標題: Stationarization of stochastic sequences with wide-sense stationary increments or jumps by discrete wavelet transforms
作者: Su, YL
Wu, BF
電控工程研究所
Institute of Electrical and Control Engineering
公開日期: 1-Sep-1998
摘要: Owing to most physical phenomena observed as nonstationary processes and the form of discrete sequences, it becomes realistic to process the nonstationary sequences in the laboratory if there exists a bijective transformation for: stationarization. In this work, our study is emphasized on the class of nonstationary one-dimensional random sequences with wide-sense stationary increments (WSSI), wide-sense stationary jumps (WSSJ) and a famous case, the fractional Brownian motion (FBM) process. Also, the concept of linear algebra is applied to process the stationarization concisely.
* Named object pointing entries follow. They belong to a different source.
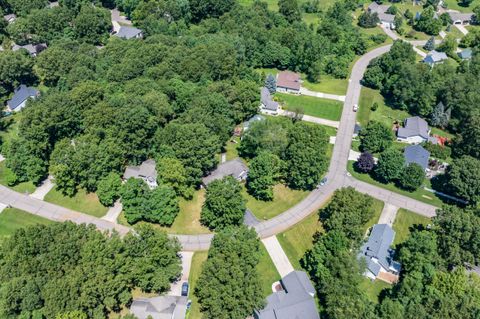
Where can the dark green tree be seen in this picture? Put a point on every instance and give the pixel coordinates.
(224, 204)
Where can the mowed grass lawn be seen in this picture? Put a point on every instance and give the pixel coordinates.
(420, 194)
(283, 199)
(404, 220)
(313, 106)
(12, 219)
(82, 202)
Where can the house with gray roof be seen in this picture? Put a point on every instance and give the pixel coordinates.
(146, 171)
(416, 154)
(267, 104)
(20, 97)
(465, 54)
(125, 32)
(162, 307)
(378, 255)
(435, 57)
(235, 168)
(32, 49)
(414, 131)
(294, 301)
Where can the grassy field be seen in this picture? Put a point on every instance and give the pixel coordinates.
(404, 221)
(420, 194)
(197, 261)
(283, 199)
(313, 106)
(298, 239)
(267, 271)
(12, 219)
(83, 202)
(26, 187)
(373, 288)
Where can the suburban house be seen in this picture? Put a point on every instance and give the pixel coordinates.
(125, 32)
(235, 168)
(416, 154)
(20, 97)
(33, 49)
(295, 300)
(267, 104)
(435, 57)
(146, 171)
(10, 18)
(414, 131)
(465, 54)
(162, 307)
(379, 256)
(460, 18)
(288, 82)
(386, 19)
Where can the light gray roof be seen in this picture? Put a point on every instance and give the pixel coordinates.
(435, 57)
(459, 16)
(465, 54)
(146, 170)
(414, 126)
(235, 168)
(378, 246)
(21, 94)
(128, 32)
(267, 101)
(163, 307)
(294, 302)
(416, 154)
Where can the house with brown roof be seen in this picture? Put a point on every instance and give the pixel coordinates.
(288, 82)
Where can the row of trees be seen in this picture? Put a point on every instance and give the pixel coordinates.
(53, 271)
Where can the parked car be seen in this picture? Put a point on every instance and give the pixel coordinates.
(185, 289)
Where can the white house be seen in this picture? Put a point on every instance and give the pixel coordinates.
(288, 82)
(379, 256)
(20, 97)
(415, 131)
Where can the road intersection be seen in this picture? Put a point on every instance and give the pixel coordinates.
(337, 178)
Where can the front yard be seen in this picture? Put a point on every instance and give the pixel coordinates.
(313, 106)
(82, 202)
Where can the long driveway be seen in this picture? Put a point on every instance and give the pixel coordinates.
(337, 178)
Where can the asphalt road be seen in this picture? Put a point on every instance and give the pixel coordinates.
(337, 177)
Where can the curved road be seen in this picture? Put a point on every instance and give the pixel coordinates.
(337, 178)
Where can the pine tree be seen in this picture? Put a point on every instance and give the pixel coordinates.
(430, 45)
(271, 84)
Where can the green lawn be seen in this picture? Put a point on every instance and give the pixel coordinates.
(12, 219)
(83, 202)
(404, 220)
(267, 271)
(187, 221)
(283, 199)
(313, 106)
(298, 239)
(373, 288)
(25, 187)
(420, 194)
(198, 259)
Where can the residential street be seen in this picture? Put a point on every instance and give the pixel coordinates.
(337, 178)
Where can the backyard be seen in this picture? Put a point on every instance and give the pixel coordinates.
(82, 202)
(404, 220)
(313, 106)
(12, 219)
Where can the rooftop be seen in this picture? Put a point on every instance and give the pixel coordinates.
(294, 302)
(289, 80)
(235, 168)
(414, 126)
(416, 154)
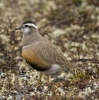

Our goal is to derive a stationarization theorem developed by linear operators such that a nonstationary sequence with WSSI/WSSJ may be stationarized by an easily realizable perfect reconstruction-quadrature mirror filter structure of the discrete wavelet transform. Some examples for FBM processes and nonstationary signals generated by autoregressive integrated moving average models are provided to demonstrate the stationarization. (C) 1998 The Franklin Institute. Published by Elsevier Science Ltd.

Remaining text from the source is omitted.